IFZO News

New IFZO Book Series Launch: First Volume about Anti-Heroes in the Baltic Sea Region

What makes a hero, and how do societies shape their heroic figures over time? This volume challenges static typologies of the heroic and explores the historical processes behind the emergence, transformation, and negation of medieval heroes. With a focus on Sweden, Finland, Prussia, and the Baltic regions, the contributions analyze the earliest moments in which historical figures were either canonized or condemned in chronicles, hagiographies, and administrative records.

This longue durée perspective on heroism reveals that neither the hero nor their negation are absolute concepts—they are always historically contingent.

 

We’re proud to announce the inaugural volume in our Studies of the Baltic Sea Region series (Nomos Verlagsgesellschaft), which is edited by our Series Editors Alexander Drost, Marie-Theres Federhofer (UiT Norges arktiske universitet) and Clemens Räthel (Universität Greifswald):

Anti-Heroes: Negations and Contradictions of the Heroic in the Medieval and Early Modern Baltic Sea Region
Edited by Gustavs Strenga (Latvijas Kultūras akadēmija / Latvian Academy of Culture) & Cordelia Heß (Aarhus University)
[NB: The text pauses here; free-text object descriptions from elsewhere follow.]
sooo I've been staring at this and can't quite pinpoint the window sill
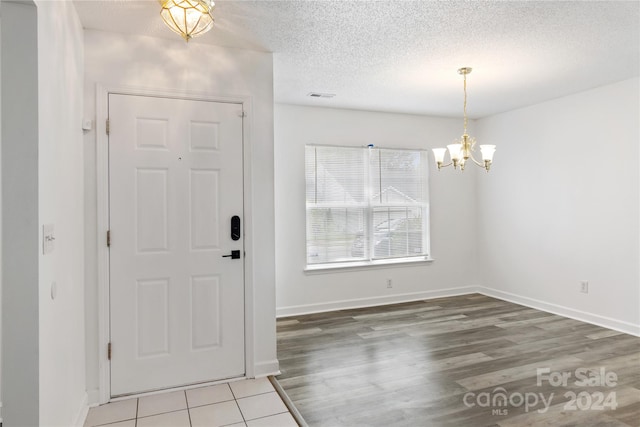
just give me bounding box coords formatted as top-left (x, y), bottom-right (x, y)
top-left (304, 256), bottom-right (433, 274)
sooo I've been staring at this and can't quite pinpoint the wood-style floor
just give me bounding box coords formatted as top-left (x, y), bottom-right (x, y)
top-left (276, 294), bottom-right (640, 427)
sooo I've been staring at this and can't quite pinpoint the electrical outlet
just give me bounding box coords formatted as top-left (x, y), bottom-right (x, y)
top-left (580, 281), bottom-right (589, 294)
top-left (387, 279), bottom-right (393, 288)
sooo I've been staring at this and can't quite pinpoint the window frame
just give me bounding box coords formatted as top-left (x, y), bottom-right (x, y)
top-left (304, 144), bottom-right (433, 271)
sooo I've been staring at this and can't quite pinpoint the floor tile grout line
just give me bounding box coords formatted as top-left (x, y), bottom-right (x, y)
top-left (228, 383), bottom-right (247, 424)
top-left (234, 398), bottom-right (247, 424)
top-left (234, 390), bottom-right (279, 401)
top-left (228, 383), bottom-right (238, 401)
top-left (184, 391), bottom-right (193, 427)
top-left (92, 417), bottom-right (137, 427)
top-left (242, 410), bottom-right (290, 423)
top-left (136, 408), bottom-right (190, 420)
top-left (235, 391), bottom-right (292, 423)
top-left (184, 387), bottom-right (192, 409)
top-left (187, 397), bottom-right (236, 409)
top-left (131, 391), bottom-right (283, 421)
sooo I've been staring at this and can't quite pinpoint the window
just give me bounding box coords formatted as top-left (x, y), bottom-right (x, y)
top-left (305, 145), bottom-right (430, 267)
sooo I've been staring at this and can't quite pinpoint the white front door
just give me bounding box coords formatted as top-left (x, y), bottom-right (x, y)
top-left (108, 94), bottom-right (245, 396)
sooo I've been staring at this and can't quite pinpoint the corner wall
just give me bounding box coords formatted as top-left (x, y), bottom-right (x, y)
top-left (1, 1), bottom-right (85, 425)
top-left (476, 77), bottom-right (640, 334)
top-left (1, 2), bottom-right (39, 425)
top-left (83, 29), bottom-right (277, 400)
top-left (274, 104), bottom-right (480, 315)
top-left (36, 0), bottom-right (87, 425)
top-left (0, 12), bottom-right (3, 425)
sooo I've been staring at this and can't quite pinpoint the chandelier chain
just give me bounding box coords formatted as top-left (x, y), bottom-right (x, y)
top-left (463, 72), bottom-right (468, 134)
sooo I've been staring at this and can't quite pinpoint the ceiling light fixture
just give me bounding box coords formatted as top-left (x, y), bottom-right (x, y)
top-left (160, 0), bottom-right (215, 42)
top-left (432, 67), bottom-right (496, 172)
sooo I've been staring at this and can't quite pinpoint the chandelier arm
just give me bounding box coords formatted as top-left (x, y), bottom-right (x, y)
top-left (468, 153), bottom-right (484, 168)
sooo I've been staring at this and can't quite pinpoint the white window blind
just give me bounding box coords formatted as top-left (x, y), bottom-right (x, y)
top-left (306, 145), bottom-right (430, 266)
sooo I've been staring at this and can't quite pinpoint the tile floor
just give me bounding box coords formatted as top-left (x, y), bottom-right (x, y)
top-left (84, 378), bottom-right (298, 427)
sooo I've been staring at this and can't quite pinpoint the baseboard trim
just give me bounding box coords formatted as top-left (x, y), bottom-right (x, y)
top-left (478, 287), bottom-right (640, 337)
top-left (74, 393), bottom-right (89, 427)
top-left (276, 286), bottom-right (478, 318)
top-left (253, 360), bottom-right (280, 378)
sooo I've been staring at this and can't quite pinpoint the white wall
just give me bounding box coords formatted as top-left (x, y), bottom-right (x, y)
top-left (0, 12), bottom-right (3, 425)
top-left (36, 0), bottom-right (87, 425)
top-left (83, 29), bottom-right (277, 400)
top-left (274, 104), bottom-right (480, 315)
top-left (476, 77), bottom-right (640, 334)
top-left (1, 2), bottom-right (40, 425)
top-left (1, 1), bottom-right (85, 425)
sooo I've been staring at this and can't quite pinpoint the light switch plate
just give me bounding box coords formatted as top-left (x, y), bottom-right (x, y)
top-left (43, 224), bottom-right (55, 254)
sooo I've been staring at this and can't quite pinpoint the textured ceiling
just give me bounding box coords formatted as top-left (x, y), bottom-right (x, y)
top-left (74, 0), bottom-right (640, 118)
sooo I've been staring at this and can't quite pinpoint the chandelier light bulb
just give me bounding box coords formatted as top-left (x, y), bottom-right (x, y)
top-left (447, 144), bottom-right (462, 161)
top-left (480, 145), bottom-right (496, 162)
top-left (432, 148), bottom-right (447, 163)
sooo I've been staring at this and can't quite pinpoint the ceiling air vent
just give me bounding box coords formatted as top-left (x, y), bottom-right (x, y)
top-left (307, 92), bottom-right (336, 99)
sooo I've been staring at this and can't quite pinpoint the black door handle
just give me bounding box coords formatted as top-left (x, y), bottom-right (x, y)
top-left (222, 250), bottom-right (241, 259)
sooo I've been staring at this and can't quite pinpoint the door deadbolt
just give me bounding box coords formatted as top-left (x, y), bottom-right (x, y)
top-left (231, 215), bottom-right (241, 241)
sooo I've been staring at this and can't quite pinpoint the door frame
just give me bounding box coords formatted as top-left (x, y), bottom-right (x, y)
top-left (95, 84), bottom-right (256, 403)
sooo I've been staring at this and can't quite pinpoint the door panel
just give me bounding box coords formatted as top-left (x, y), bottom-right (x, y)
top-left (109, 94), bottom-right (245, 396)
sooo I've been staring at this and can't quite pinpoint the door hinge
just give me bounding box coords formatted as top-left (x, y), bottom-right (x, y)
top-left (107, 230), bottom-right (111, 247)
top-left (106, 118), bottom-right (110, 135)
top-left (107, 342), bottom-right (112, 360)
top-left (238, 111), bottom-right (246, 118)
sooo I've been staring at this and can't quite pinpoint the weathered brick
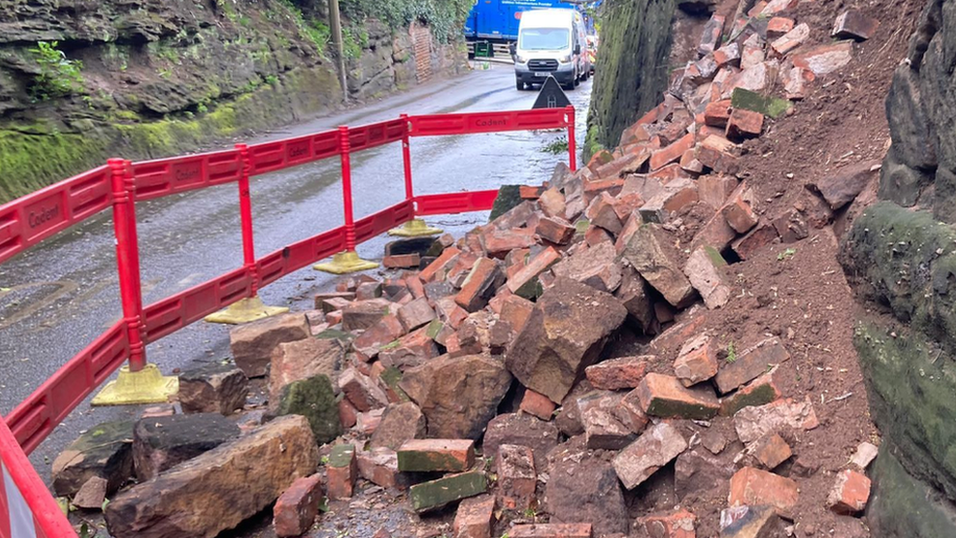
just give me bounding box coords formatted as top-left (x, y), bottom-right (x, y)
top-left (734, 397), bottom-right (820, 444)
top-left (397, 439), bottom-right (475, 472)
top-left (454, 494), bottom-right (496, 538)
top-left (713, 43), bottom-right (740, 68)
top-left (635, 508), bottom-right (696, 538)
top-left (338, 367), bottom-right (389, 412)
top-left (612, 422), bottom-right (687, 490)
top-left (342, 299), bottom-right (392, 332)
top-left (696, 135), bottom-right (739, 174)
top-left (791, 42), bottom-right (853, 76)
top-left (378, 326), bottom-right (440, 370)
top-left (698, 14), bottom-right (725, 56)
top-left (636, 373), bottom-right (720, 419)
top-left (704, 99), bottom-right (733, 127)
top-left (585, 192), bottom-right (624, 234)
top-left (409, 471), bottom-right (487, 513)
top-left (622, 224), bottom-right (697, 308)
top-left (273, 474), bottom-right (322, 537)
top-left (674, 335), bottom-right (719, 387)
top-left (832, 10), bottom-right (880, 40)
top-left (722, 183), bottom-right (758, 233)
top-left (315, 292), bottom-right (355, 311)
top-left (581, 392), bottom-right (640, 450)
top-left (397, 297), bottom-right (437, 333)
top-left (356, 447), bottom-right (405, 490)
top-left (355, 281), bottom-right (384, 301)
top-left (715, 337), bottom-right (791, 394)
top-left (383, 253), bottom-right (421, 269)
top-left (683, 246), bottom-right (732, 310)
top-left (827, 469), bottom-right (871, 514)
top-left (726, 109), bottom-right (764, 140)
top-left (455, 258), bottom-right (504, 312)
top-left (728, 467), bottom-right (799, 517)
top-left (539, 189), bottom-right (567, 219)
top-left (520, 389), bottom-right (556, 421)
top-left (536, 216), bottom-right (576, 245)
top-left (326, 444), bottom-right (357, 500)
top-left (584, 356), bottom-right (650, 390)
top-left (719, 371), bottom-right (781, 416)
top-left (500, 294), bottom-right (535, 333)
top-left (749, 432), bottom-right (792, 470)
top-left (731, 224), bottom-right (779, 260)
top-left (771, 23), bottom-right (809, 56)
top-left (697, 174), bottom-right (738, 209)
top-left (507, 247), bottom-right (561, 297)
top-left (353, 314), bottom-right (405, 362)
top-left (497, 444), bottom-right (536, 510)
top-left (766, 16), bottom-right (794, 39)
top-left (419, 247), bottom-right (461, 283)
top-left (650, 133), bottom-right (695, 171)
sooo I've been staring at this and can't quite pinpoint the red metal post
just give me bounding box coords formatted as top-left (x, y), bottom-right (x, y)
top-left (400, 114), bottom-right (414, 206)
top-left (236, 143), bottom-right (259, 295)
top-left (566, 105), bottom-right (577, 172)
top-left (339, 126), bottom-right (357, 251)
top-left (108, 159), bottom-right (147, 373)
This collection challenges fixed notions of heroism by examining how medieval and early modern societies across Sweden, Finland, Prussia, and the Baltic territories constructed—and deconstructed—their heroic figures in chronicles, hagiographies, and administrative records. Through a longue durée perspective, the essays reveal heroism as a dynamic, historically contingent process rather than an absolute.